社説:入管難民法案 疑義を残し採決強行するな

 立法の根拠を揺るがす疑義に頰かむりし、押し通すことがあってはならない。

 在留資格のない外国人の収容・送還ルールを見直す入管難民法改正案を巡る与野党の攻防が、国会の焦点となっている。

 審議は不十分とする野党に対し、与党側はきょう、参院委員会で採決し、あすにも本会議で可決、成立させる構えだ。

 しかし、根本の難民審査を巡って浮上した恣意(しい)的な運用の疑いは拭えず、人権保護に大きな禍根を残すものだ。

 法案は、難民申請中は本国への強制送還を停止する規定を、原則2回までに制限する内容を柱としている。法務省は、送還を免れるために難民申請が乱用されているためと説明する。

 その根拠とするのが、認定に関わる「難民審査参与員」であるNPO法人「難民を助ける会」名誉会長の柳瀬房子氏の「申請者の中に難民がほとんどいない」という発言だ。一昨年に国会に参考人出席して述べ、出入国在留管理庁が法案を解説した資料にも引用されている。

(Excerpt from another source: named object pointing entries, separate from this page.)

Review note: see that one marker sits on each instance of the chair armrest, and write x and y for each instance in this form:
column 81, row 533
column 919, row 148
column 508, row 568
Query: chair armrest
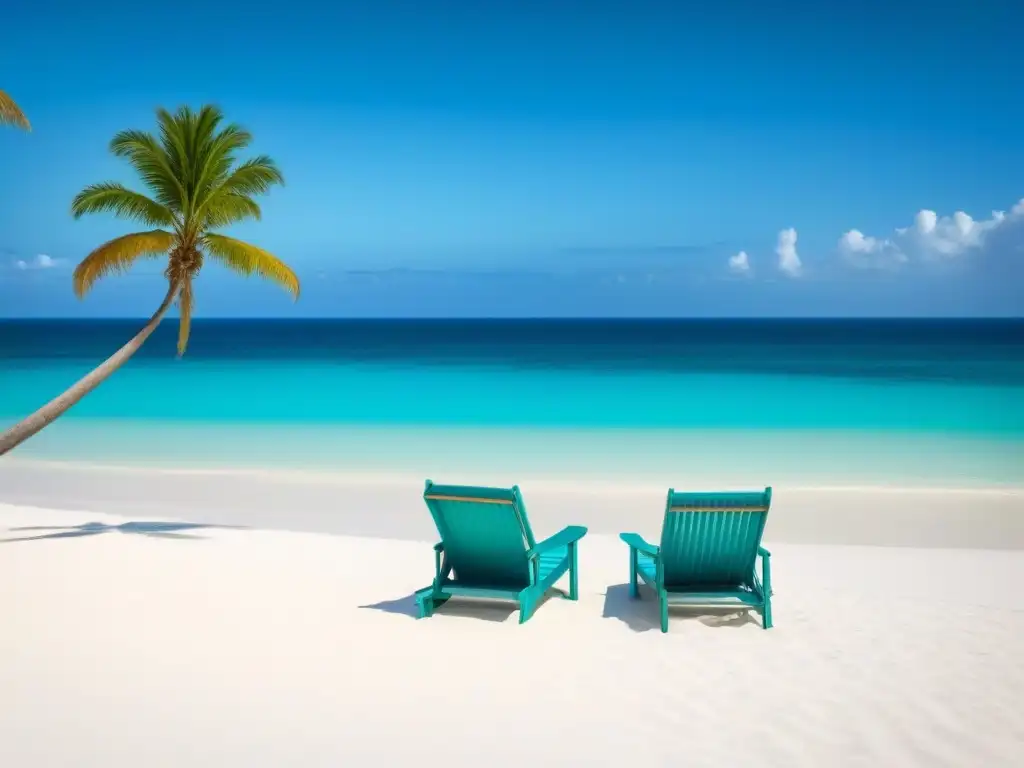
column 635, row 541
column 564, row 537
column 766, row 569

 参与員は、入管の審査で不認定とされた人の不服申し立てを再審査する。有識者111人が選任されているが、担当数や認定すべきと意見を出した数に極端な偏りのあることが判明し、波紋が広がっている。

 柳瀬氏は昨年、再審査全体の4分の1を超える1231件に携わり、突出して多い。国会では、過去に担当した約2千件のうち認定すべきとしたのは6件と話している。

 これに対して他の参与員6人が記者会見し、担当件数は年平均50件未満だったと説明。4年間で49件を担当した弁護士は、9件で認定すべき人がいたと反論する一方、次第に「配分を減らされた」とも証言した。

 年間千件以上も、申請者それぞれの境遇や本国の人権状況を十分に審査できるとは考えにくい。入管の判断に異を唱えない参与員に集中して割り当てられ、不認定を追認する仕組みとしていた疑いが強い。

 日本の難民認定率は欧米より極めて低く、国内外で問題視されてきた。その手続きの公正さに重大な疑念が生じている。

 参与員の再審査が形骸化している状況であるなら、3回目以降の申請で迫害の恐れのある本国に送り帰し、本来保護すべき人を命の危険にさらしかねないとの危惧は増す一方だ。

 長期の施設収容者の死亡が相次ぐ入管行政のゆがみを正すには、当局の裁量を広げる法改正は立ち止まり、徹底した原因究明に基づいて客観性と透明性ある仕組みを再構築すべきである。

 原発60年超運転やマイナンバーカードへの保険証一体化など重要法案が、多くの欠陥、懸念を不問や先送りにし、議論を深めぬまま次々に成立している。国会が政府に追従するばかりなら、民主国家の名に恥じよう。